O pecado, após entrar no mundo, corrompe todas as coisas, inclusive o exercício do poder. Vemos isso claramente nas consequências e acontecimentos pós-queda. Homem e mulher se tornam envergonhados e temerosos (Gn 3.7-10). Aqueles que exercem alguma função de autoridade sabem como é difícil exercê-la sem a confiança e a segurança para tanto. Além disso, homem e mulher passam a se isentar de responsabilidades (Gn 3.12-13), o oposto exato do que se espera de alguém que precisa exercer poder para o bem dos outros.
A corrupção do poder fica ainda mais óbvia nas maldições impostas por Deus como resultado do pecado. A inimizade entre a serpente e a mulher (Gn 3.14-15), embora tendo um significado teológico mais profundo, retrata claramente a quebra da harmonia entre regentes e regidos. Os obstáculos à tarefa de cuidar e desenvolver a criação também aparecem na maldição de Deus ao homem (Gn 3.17-19), uma vez que o trabalho (algo que também foi criado bom) passa a ser ingrato. O trabalho de parto da mulher também retrata esse sofrimento, e a maldição a ela é completada com a garantia de que o seu marido passaria a governá-la (Gn 3.16). Todos conhecemos as consequências nefastas desse governo nos dias de hoje.
O episódio da queda, porém, é apenas o começo. As coisas começam a ir de mal a pior a partir daí, refletindo, de um modo de outro, o poder corrompido que se tornou a maldição da humanidade. Logo após Adão e Eva serem expulsos, ocorre o primeiro fratricídio, entre Caim e Abel (Gn 4.1-16). Algumas gerações depois, Lameque compõe e entoa a primeira canção, que, pasmem, é uma ode à violência e à vingança (Gn 4.23-24). A maldade cresceu de tal modo que Deus decidiu por bem mandar o dilúvio como forma de julgamento (Gn 6.1-9.19). Mas isso de nada adiantou, pois o ser humano volta usar o poder de modo pervertido e arrogante, agora na construção de “uma torre cujo topo chegue até os céus”, com o objetivo de tornarem o próprio nome “célebre” e de não serem “espalhados por toda a terra”, numa afronta clara à ordem de Deus de encher a terra (Gn 11.1-9). Desde que o pecado entrou no mundo o poder é usado para o favorecimento dos poucos e favoritos, e não para a promoção do bem para todos.

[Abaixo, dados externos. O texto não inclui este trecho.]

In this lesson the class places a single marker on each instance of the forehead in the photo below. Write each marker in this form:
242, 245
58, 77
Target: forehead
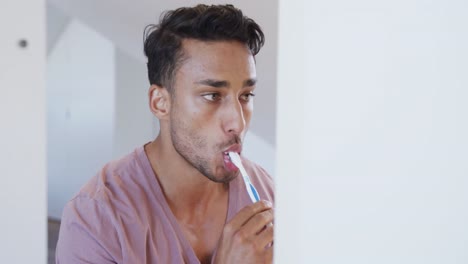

Na história de Israel propriamente dita, também encontramos o mesmo padrão. Deus reitera constantemente seu mandato tanto no chamado de Abrão (Gn 12.1-3) quanto na comissão de Israel (Êx 19.4-6), mas desde os seus primórdios o povo de Deus falhou miseravelmente em cumprir os desígnios dele em favor de um governo benevolente e santo para a sua criação e para a sociedade, tanto de Israel, quanto das outras nações. Em contraste flagrante, a história da nação israelita termina com reis cada vez mais violentos (a ponto de Manassés queimar o próprio filho como sacrifício às suas divindades, 2 Rs 21.6) e opressores, ensejando a denúncia fervorosa dos profetas não só contra a idolatria e a apostasia, mas também contra todo o mal social que as acompanha (Is 58).
Em resumo, por causa do pecado, o poder cultural que o ser humano detém passa a ser exercido de forma tímida, insegura, temerosa, irresponsável, opressiva, inconsequente, tirana, injusta e destrutiva. Uau. Aqui está a raiz de tantas coisas que vemos na política de hoje e que nos causam perplexidade, aversão e, talvez na maioria das vezes, asco. Não apenas na política, mas, insisto, na cultura como um todo. Cada área da vida — famílias, igrejas, escolas, hospitais, mídia etc. — tem sua “política”, isto é, suas negociações de poder que, por serem conduzidas por seres humanos decaídos, resultam em dor e tristeza, geralmente para aqueles que desfrutam de menos poder. Não surpreende que tantos irmãos encham a boca para dizer que o cristão não deve se envolver com a política.
Mas espere, porque a história não acabou. Chegamos, finalmente, em Jesus, o próprio Deus encarnado, que veio a este mundo para nos libertar da escravidão do pecado e para demonstrar como o governo da criação deve ser, de fato, conduzido. Devido à ênfase da Reforma Protestante no conceito forense de justificação, segundo o qual Cristo nos substituiu penalmente no tribunal de Deus, carregando sobre si a nossa condenação, podemos acabar perdendo de vista o fato de que Jesus veio também para cumprir o que Deus esperava do ser humano. Como o segundo Adão (Rm 5.11-18), Cristo, na verdade, é o Adão que “deu certo”, demonstrando o que é o ser humano na plenitude da sua função como vice-regente da criação. Se o primeiro casal falhou em exercer o poder concedido a ele de forma agradável a Deus, em Jesus, através da sua obediência, esse poder é redimido.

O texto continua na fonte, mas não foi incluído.